In Theater der Zeit schreiben damals häufig Dramaturginnen und Dramaturgen sowie wissenschaftliche Mitarbeiterinnen und Mitarbeiter, die an Theatern oder Hochschulen angestellt sind. (Das wird ersichtlich, weil deren Berufspositionen – anders als in Theater heute – mitgenannt werden.) Immer wieder gibt es Texte von oder Gespräche mit Schauspielerinnen und Schauspielern beziehungsweise Porträts über sie; Regisseure oder Regisseurinnen (die allerdings konsequent „Regisseur“ genannt werden und sich auch selbst so bezeichnen) kommen dagegen seltener zu Wort. Sogar in den oft sehr ausführlichen Inszenierungsbesprechungen, die eher im Tonfall eines kollegialen Ratschlags an eine ­Gruppe formuliert werden und die auf die Lernfähigkeit der Beteiligten sowie weitere Entwicklungsmöglichkeiten abzielen, wird die Regieposition kaum erwähnt – der Autor beziehungsweise die Autorin immer, ebenso die Darstellerinnen und Darsteller, auch die Bühnenbildnerinnen und Bühnenbildner.
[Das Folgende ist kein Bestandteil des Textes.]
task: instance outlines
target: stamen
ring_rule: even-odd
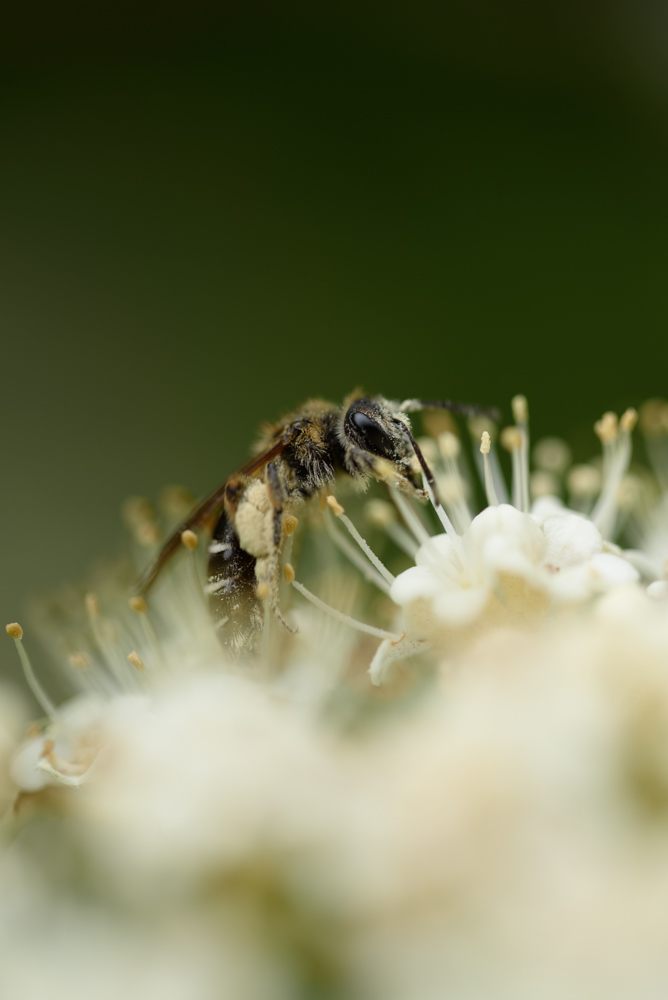
[[[409,430],[407,430],[406,433],[408,435],[411,445],[413,446],[413,451],[417,455],[417,460],[422,468],[422,477],[424,481],[424,486],[425,489],[427,490],[427,493],[429,494],[429,499],[431,500],[432,507],[436,511],[439,521],[445,528],[446,534],[450,539],[450,541],[452,542],[453,548],[457,553],[457,556],[463,568],[464,566],[466,566],[466,554],[464,552],[464,546],[462,545],[462,540],[455,531],[450,518],[443,509],[443,505],[441,504],[441,501],[436,492],[436,481],[434,479],[434,474],[429,468],[429,465],[427,464],[427,460],[425,459],[424,455],[420,451],[420,446],[418,445],[417,441],[415,440],[415,438],[413,437],[413,435]]]
[[[199,538],[194,531],[191,531],[190,528],[186,528],[185,531],[181,532],[181,544],[185,545],[190,552],[194,552],[199,545]]]
[[[526,432],[522,427],[504,427],[500,440],[513,461],[513,507],[526,514],[529,510],[529,451]]]
[[[70,666],[73,667],[75,670],[88,670],[88,668],[92,663],[92,660],[88,655],[88,653],[82,653],[82,652],[70,653],[70,655],[68,656],[68,660]]]
[[[369,500],[366,505],[366,515],[376,528],[389,535],[397,548],[414,559],[418,550],[416,542],[402,524],[398,524],[396,514],[391,504],[386,500]]]
[[[617,428],[617,414],[611,412],[604,413],[594,424],[596,435],[603,444],[612,444],[617,440]]]
[[[566,485],[571,497],[591,500],[601,490],[601,473],[593,465],[574,465],[568,472]]]
[[[390,487],[390,496],[394,504],[406,522],[407,527],[413,532],[418,545],[424,545],[431,538],[431,535],[423,525],[420,518],[410,505],[406,497],[395,487]]]
[[[135,668],[135,670],[146,670],[146,666],[144,664],[144,661],[142,660],[142,658],[139,655],[139,653],[136,653],[134,651],[134,649],[132,650],[131,653],[128,653],[126,659],[127,659],[128,663],[132,664],[132,666]]]
[[[299,524],[299,518],[295,517],[294,514],[286,514],[283,518],[283,534],[289,538],[293,535]]]
[[[98,599],[95,594],[88,593],[86,594],[84,601],[93,638],[95,639],[97,648],[100,651],[100,655],[102,656],[102,659],[112,677],[114,677],[116,681],[123,686],[125,682],[125,672],[121,670],[122,664],[117,664],[116,657],[114,656],[114,650],[113,648],[110,648],[108,636],[105,635],[105,625],[108,623],[104,622],[100,616],[100,605]]]
[[[533,461],[542,472],[562,476],[571,464],[571,449],[561,438],[541,438],[533,447]]]
[[[605,413],[595,425],[604,448],[604,474],[603,490],[592,511],[591,520],[604,538],[614,531],[619,489],[631,461],[631,430],[635,423],[635,410],[627,410],[619,424],[614,413]],[[618,434],[618,429],[621,434]]]
[[[539,497],[554,497],[559,495],[559,480],[553,473],[539,469],[532,472],[529,478],[531,497],[537,500]]]
[[[529,404],[526,396],[513,396],[510,401],[513,408],[513,419],[524,429],[529,421]]]
[[[489,431],[482,432],[482,438],[480,440],[480,454],[482,455],[482,466],[485,474],[485,493],[487,494],[487,503],[490,507],[499,506],[499,498],[496,495],[496,490],[494,489],[494,479],[492,478],[492,470],[489,464],[489,453],[492,447],[492,441],[489,436]]]
[[[302,597],[305,597],[307,601],[314,604],[316,608],[324,611],[327,615],[331,615],[332,618],[336,618],[337,621],[343,622],[345,625],[350,625],[351,628],[355,628],[359,632],[366,632],[367,635],[374,635],[378,639],[390,639],[393,642],[396,642],[400,638],[392,632],[386,632],[382,628],[375,628],[373,625],[367,625],[365,622],[360,622],[356,618],[351,618],[350,615],[345,615],[342,611],[337,611],[336,608],[331,606],[331,604],[325,603],[325,601],[316,597],[315,594],[312,594],[310,590],[307,590],[306,587],[297,580],[292,581],[292,586],[295,590],[299,591]]]
[[[162,653],[162,647],[160,645],[160,640],[158,639],[158,634],[153,628],[153,623],[149,617],[148,604],[146,603],[146,600],[143,597],[131,597],[129,603],[132,611],[136,612],[136,614],[138,614],[141,617],[141,623],[142,623],[142,628],[144,630],[144,635],[146,637],[149,646],[153,650],[153,655],[155,656],[156,662],[160,666],[164,666],[165,658]]]
[[[668,492],[668,403],[663,399],[648,399],[640,407],[640,428],[654,475],[664,492]]]
[[[459,438],[455,434],[445,432],[439,435],[438,450],[443,459],[445,481],[443,486],[439,481],[441,495],[452,510],[452,520],[460,535],[471,526],[471,511],[466,502],[466,486],[457,459],[461,453]],[[444,488],[445,487],[445,488]]]
[[[286,563],[283,567],[283,579],[286,583],[294,583],[295,569],[292,563]]]
[[[197,502],[197,497],[185,486],[165,486],[158,504],[172,523],[184,521]]]
[[[526,396],[514,396],[511,405],[515,423],[522,431],[522,443],[520,446],[520,496],[522,506],[520,510],[525,514],[529,513],[529,404]]]
[[[329,507],[329,509],[331,511],[334,512],[334,514],[337,517],[341,517],[341,515],[343,514],[343,511],[345,509],[344,507],[341,506],[341,504],[339,503],[339,501],[336,499],[336,497],[332,493],[330,493],[329,496],[327,497],[327,506]]]
[[[383,577],[385,582],[389,584],[389,586],[391,587],[392,584],[394,583],[394,576],[392,575],[392,573],[390,573],[387,566],[385,566],[385,564],[381,562],[381,560],[373,551],[369,543],[364,538],[362,538],[362,536],[360,535],[359,531],[357,530],[353,522],[344,513],[344,509],[338,502],[336,497],[333,497],[331,495],[328,496],[327,503],[329,504],[331,510],[334,512],[339,521],[345,524],[346,528],[348,529],[352,537],[355,539],[355,541],[357,542],[357,544],[359,545],[359,547],[361,548],[362,552],[365,554],[369,562],[371,562],[372,565],[375,566],[375,568],[378,570],[378,572]]]
[[[23,668],[23,675],[27,681],[28,687],[35,696],[35,701],[44,710],[45,715],[48,715],[52,721],[55,720],[58,715],[58,710],[35,676],[32,664],[30,663],[30,657],[23,646],[23,629],[18,622],[11,622],[9,625],[5,626],[5,631],[7,632],[7,635],[10,635],[14,640],[16,651],[19,654],[19,660],[21,661],[21,667]]]
[[[498,497],[498,503],[510,503],[508,490],[506,488],[506,481],[503,478],[503,473],[501,472],[501,466],[499,465],[496,448],[493,447],[494,440],[496,439],[496,426],[492,421],[485,420],[482,417],[469,421],[469,432],[471,434],[472,441],[476,445],[476,447],[474,447],[473,456],[476,461],[480,481],[483,486],[485,486],[484,462],[477,448],[478,442],[480,441],[484,431],[488,432],[490,436],[490,444],[492,445],[489,450],[488,461],[492,473],[492,482],[494,483],[494,492]],[[486,487],[485,492],[487,492]]]
[[[625,410],[619,418],[619,429],[622,434],[630,434],[638,423],[638,411],[632,406]]]

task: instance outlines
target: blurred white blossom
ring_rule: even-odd
[[[663,452],[630,472],[608,415],[598,478],[549,439],[534,480],[515,410],[510,488],[490,447],[472,513],[460,444],[425,441],[429,526],[366,508],[389,597],[307,553],[317,606],[247,662],[186,558],[148,608],[108,573],[45,612],[78,693],[18,746],[0,714],[3,998],[663,997]]]

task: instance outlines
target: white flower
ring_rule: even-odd
[[[629,411],[619,424],[607,414],[597,425],[608,467],[603,491],[589,518],[569,510],[554,496],[539,497],[529,510],[525,402],[516,410],[518,426],[507,428],[505,441],[513,455],[512,494],[518,506],[499,502],[505,487],[498,466],[490,465],[490,438],[485,433],[481,452],[489,506],[471,520],[461,502],[463,487],[459,496],[452,489],[457,470],[453,472],[448,444],[450,490],[445,494],[449,497],[444,500],[445,510],[429,488],[446,532],[423,541],[415,566],[392,584],[390,595],[404,611],[404,637],[399,643],[385,640],[382,644],[371,666],[374,683],[381,683],[389,664],[412,652],[417,641],[438,645],[446,633],[452,640],[452,630],[461,632],[474,624],[491,627],[503,621],[531,621],[640,580],[634,565],[637,560],[603,535],[617,516],[619,484],[630,460],[635,414]],[[553,476],[555,470],[565,471],[568,456],[554,441],[549,444],[539,450],[539,456]],[[456,485],[456,478],[454,482]]]

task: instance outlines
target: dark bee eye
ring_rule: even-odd
[[[375,420],[359,410],[353,413],[350,419],[359,431],[365,448],[376,455],[390,456],[393,453],[394,448],[390,437]]]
Es schreiben in TdZ überwiegend Männer, aber (im Gegensatz zu TH!) auch Frauen – über deren vergleichsweise neue gesellschaftliche Position als selbstverständlich auch noch Lohn­arbeitende dabei höchstens in Kommentaren von Zuschauerinnen zu konkreten Inszenierungen neuer Stücktexte reflektiert wird. (Im Übrigen werden in TdZ auch theatersoziologische Studien zur ­Pu­blikumsforschung als Beilagen veröffentlicht.)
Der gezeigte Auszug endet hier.